The technical economic model developed by Reservoir and verified by SRK, is based on phased development of a starter DSO mine and a Phase 2 main Upper Zone mine, producing a DSO product through on-site comminution in years one to four and subsequently two marketable copper-gold sulphide concentrates (low arsenic and high arsenic respectively) through a conventional crushing, grinding and flotation circuit.
Two scenarios have been analysed based on 1.0% and 2.5% copper cut-off grades (COGs) being applied to the Upper Zone Mineral Resource as presented in Table 2 below. For the purposes of this PEA, the base case project is assumed to be the 2.5% COG case.
Capital and Operating Costs
A key consideration in the PEA is the establishment of a relatively low cost and high margin DSO starter mine which can be built for an estimated capital investment of US$ 213m including the initial decline access.
DSO production is expected to generate sufficient profit to fund the additional capital (for the 2.5 % COG case) of US$182 million required to ramp up to the eventual 2 Mtpa Phase 2 Main Mine production rate in two stages over six years.

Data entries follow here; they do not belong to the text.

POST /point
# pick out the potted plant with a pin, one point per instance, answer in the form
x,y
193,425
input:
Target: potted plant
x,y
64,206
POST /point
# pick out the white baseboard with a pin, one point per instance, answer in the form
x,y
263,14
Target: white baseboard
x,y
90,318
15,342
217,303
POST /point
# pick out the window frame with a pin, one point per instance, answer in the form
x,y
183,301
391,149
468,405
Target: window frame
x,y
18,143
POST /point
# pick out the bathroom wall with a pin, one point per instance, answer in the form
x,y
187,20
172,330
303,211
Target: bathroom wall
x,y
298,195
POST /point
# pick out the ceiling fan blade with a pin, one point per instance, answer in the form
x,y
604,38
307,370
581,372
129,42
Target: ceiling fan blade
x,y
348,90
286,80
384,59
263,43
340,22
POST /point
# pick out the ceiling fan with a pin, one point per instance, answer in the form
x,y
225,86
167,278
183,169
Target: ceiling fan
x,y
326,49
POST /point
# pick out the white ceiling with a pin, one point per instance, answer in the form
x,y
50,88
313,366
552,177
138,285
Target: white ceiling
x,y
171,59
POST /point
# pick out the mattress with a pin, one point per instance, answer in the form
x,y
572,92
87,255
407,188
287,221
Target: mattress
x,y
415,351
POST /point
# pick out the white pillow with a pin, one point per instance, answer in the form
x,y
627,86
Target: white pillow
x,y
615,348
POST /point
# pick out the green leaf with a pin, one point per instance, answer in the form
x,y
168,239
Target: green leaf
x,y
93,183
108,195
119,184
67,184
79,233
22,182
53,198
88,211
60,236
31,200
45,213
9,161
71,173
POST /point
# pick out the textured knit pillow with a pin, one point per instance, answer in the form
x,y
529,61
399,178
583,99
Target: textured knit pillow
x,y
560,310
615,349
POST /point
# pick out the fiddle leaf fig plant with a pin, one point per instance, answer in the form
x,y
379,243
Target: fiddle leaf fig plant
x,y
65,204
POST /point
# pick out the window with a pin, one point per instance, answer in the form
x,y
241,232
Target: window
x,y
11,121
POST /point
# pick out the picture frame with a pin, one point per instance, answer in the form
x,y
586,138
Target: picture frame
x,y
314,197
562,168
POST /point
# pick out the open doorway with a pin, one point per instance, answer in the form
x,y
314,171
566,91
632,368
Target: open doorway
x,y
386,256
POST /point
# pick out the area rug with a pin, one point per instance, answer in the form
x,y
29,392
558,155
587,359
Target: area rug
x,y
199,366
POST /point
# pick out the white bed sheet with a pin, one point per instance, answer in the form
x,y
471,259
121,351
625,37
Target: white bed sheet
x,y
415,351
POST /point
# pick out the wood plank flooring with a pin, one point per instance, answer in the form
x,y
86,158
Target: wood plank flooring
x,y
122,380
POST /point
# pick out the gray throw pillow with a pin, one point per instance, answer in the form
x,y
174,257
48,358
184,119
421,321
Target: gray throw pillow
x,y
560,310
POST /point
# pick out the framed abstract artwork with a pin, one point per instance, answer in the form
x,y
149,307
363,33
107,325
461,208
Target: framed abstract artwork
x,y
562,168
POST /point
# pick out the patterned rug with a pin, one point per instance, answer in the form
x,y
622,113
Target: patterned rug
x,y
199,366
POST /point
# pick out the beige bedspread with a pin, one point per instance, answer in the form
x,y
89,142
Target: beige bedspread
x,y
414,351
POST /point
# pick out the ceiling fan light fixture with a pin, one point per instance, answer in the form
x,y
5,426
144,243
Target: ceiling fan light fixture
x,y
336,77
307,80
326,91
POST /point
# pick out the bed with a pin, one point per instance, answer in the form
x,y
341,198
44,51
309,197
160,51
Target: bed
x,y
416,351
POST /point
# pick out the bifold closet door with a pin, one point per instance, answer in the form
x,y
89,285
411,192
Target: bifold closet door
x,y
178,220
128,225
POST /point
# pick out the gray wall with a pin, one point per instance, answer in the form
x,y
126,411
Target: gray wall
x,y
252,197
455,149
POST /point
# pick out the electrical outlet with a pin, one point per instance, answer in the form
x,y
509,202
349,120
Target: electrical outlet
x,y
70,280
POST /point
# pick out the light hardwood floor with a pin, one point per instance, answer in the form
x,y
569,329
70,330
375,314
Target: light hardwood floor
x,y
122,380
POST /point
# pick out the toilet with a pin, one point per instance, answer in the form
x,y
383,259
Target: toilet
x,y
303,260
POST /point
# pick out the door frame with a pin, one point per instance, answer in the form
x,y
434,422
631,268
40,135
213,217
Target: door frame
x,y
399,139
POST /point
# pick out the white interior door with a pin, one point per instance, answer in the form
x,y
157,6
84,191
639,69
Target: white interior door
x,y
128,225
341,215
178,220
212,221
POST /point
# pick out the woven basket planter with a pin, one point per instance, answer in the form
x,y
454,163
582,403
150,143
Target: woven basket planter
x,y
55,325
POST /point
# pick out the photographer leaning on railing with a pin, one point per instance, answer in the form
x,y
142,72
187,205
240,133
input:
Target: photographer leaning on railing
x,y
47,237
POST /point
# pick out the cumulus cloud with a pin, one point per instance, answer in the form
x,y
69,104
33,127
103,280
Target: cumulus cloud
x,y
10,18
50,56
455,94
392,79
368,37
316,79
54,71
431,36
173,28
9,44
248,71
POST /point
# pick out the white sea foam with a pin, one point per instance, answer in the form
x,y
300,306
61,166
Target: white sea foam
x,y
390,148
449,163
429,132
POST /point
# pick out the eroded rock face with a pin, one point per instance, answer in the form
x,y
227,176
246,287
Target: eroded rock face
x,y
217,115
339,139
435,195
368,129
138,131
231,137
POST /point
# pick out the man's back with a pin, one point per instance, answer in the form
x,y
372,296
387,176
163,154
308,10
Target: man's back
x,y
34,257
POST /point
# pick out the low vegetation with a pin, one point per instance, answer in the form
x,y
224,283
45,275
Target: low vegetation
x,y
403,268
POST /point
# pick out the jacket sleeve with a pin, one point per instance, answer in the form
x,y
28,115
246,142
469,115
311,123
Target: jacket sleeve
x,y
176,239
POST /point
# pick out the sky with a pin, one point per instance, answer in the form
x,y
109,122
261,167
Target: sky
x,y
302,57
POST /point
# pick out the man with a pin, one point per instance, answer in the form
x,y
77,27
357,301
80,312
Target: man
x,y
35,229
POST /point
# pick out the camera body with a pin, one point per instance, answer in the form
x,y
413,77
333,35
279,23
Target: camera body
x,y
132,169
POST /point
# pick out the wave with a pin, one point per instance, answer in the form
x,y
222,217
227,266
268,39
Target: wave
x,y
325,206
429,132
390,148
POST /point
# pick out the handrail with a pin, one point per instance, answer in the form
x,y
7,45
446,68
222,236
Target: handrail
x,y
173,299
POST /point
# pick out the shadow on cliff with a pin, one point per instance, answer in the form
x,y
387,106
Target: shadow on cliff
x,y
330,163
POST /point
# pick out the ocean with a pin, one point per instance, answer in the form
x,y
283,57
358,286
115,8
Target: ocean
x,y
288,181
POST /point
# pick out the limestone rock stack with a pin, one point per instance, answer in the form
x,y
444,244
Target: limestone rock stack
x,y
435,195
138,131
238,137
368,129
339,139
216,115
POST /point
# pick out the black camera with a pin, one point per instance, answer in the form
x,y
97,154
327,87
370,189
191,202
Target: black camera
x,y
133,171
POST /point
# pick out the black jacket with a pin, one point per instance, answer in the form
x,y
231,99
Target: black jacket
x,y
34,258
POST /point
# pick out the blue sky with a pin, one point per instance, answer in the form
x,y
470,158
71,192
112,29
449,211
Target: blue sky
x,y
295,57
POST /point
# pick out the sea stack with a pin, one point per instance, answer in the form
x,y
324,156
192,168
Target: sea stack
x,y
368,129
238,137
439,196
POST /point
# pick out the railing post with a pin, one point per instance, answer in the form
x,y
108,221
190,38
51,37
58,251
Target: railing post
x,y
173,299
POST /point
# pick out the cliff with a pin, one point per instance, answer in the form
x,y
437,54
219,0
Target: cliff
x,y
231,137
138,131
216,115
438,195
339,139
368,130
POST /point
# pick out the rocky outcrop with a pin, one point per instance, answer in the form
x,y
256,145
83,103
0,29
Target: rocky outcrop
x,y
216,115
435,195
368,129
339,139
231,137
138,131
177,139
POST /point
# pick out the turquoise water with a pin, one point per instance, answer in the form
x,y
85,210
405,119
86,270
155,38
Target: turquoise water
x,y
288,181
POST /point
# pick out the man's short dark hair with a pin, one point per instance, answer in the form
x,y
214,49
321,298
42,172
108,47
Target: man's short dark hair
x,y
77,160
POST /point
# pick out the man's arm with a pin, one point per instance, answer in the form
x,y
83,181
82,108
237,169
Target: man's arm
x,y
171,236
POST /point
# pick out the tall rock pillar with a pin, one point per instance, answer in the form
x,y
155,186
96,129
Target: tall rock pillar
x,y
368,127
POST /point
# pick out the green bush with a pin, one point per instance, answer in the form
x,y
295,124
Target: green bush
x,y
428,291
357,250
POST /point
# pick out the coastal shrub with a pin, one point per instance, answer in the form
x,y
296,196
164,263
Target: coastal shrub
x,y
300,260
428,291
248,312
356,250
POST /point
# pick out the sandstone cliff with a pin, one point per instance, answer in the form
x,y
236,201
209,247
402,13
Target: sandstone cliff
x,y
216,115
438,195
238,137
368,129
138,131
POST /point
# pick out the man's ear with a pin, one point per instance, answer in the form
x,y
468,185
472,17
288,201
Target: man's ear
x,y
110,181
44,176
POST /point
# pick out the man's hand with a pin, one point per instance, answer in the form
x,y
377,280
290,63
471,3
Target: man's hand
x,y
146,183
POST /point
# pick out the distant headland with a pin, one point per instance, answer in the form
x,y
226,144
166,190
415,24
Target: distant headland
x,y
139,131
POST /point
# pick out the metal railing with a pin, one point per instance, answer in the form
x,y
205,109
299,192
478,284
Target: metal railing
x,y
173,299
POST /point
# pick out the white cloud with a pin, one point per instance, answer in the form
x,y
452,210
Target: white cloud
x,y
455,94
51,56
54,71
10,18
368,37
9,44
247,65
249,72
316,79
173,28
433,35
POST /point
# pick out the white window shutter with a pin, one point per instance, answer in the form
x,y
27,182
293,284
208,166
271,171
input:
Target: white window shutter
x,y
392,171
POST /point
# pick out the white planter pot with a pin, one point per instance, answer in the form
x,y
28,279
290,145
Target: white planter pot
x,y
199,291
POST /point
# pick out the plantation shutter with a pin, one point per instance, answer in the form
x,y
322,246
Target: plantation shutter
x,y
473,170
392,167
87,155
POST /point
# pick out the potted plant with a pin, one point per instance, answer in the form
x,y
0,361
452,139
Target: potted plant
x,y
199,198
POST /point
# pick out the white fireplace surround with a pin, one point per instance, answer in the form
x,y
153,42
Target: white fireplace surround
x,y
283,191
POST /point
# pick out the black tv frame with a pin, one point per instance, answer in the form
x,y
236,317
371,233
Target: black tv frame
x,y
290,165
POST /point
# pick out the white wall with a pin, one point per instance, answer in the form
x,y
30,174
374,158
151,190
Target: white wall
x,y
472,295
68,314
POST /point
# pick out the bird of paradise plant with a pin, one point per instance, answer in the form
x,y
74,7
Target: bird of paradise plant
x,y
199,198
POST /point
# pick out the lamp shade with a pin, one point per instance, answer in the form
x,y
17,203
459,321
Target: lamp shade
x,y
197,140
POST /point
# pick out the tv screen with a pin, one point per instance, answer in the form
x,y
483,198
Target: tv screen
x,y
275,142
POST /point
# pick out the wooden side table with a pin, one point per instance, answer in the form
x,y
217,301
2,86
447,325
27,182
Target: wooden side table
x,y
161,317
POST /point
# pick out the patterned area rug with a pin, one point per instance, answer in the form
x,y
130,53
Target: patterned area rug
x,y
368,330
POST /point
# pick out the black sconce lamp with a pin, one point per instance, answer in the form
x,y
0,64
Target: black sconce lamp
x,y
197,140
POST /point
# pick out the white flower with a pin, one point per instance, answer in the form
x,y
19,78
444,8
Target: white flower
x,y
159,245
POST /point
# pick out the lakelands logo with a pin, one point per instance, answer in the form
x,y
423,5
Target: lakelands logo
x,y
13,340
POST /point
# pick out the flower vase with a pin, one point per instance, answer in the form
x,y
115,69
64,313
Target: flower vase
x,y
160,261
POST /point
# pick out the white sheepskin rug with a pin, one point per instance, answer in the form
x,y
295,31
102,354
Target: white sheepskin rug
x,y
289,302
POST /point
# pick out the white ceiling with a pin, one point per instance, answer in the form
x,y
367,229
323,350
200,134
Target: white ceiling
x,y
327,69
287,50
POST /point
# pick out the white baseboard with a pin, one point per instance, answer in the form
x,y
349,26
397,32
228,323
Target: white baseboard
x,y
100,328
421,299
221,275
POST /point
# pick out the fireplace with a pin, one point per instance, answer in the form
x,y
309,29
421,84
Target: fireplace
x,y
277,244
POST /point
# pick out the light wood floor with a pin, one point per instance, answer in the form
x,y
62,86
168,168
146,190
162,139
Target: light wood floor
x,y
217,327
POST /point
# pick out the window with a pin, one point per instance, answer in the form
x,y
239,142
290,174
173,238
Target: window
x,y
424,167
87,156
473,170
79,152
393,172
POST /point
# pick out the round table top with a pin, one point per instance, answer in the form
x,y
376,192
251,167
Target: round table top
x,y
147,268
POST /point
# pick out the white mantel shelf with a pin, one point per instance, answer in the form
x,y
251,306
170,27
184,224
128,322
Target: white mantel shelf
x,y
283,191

Production is also expected to fund additional sustaining capital costs amounting to US$45 million. A closure cost of US$23 M has been provisionally estimated.
On-site operating costs used in the PEA for the initial DSO Mine are US$63/t reflecting the low production rate; these gradually reduce to US$40/t for the eventual 2 Mtpa Phase 2 Main Mine.
All operating costs compare well with industry benchmarks.
The PEA is preliminary in nature and it includes inferred mineral resources that are considered too speculative geologically to have the economic considerations applied to them that would enable them to be categorized as mineral reserves. Mineral resources that are not mineral reserves do not have demonstrated economic viability. There is no certainty that the PEA will be realized.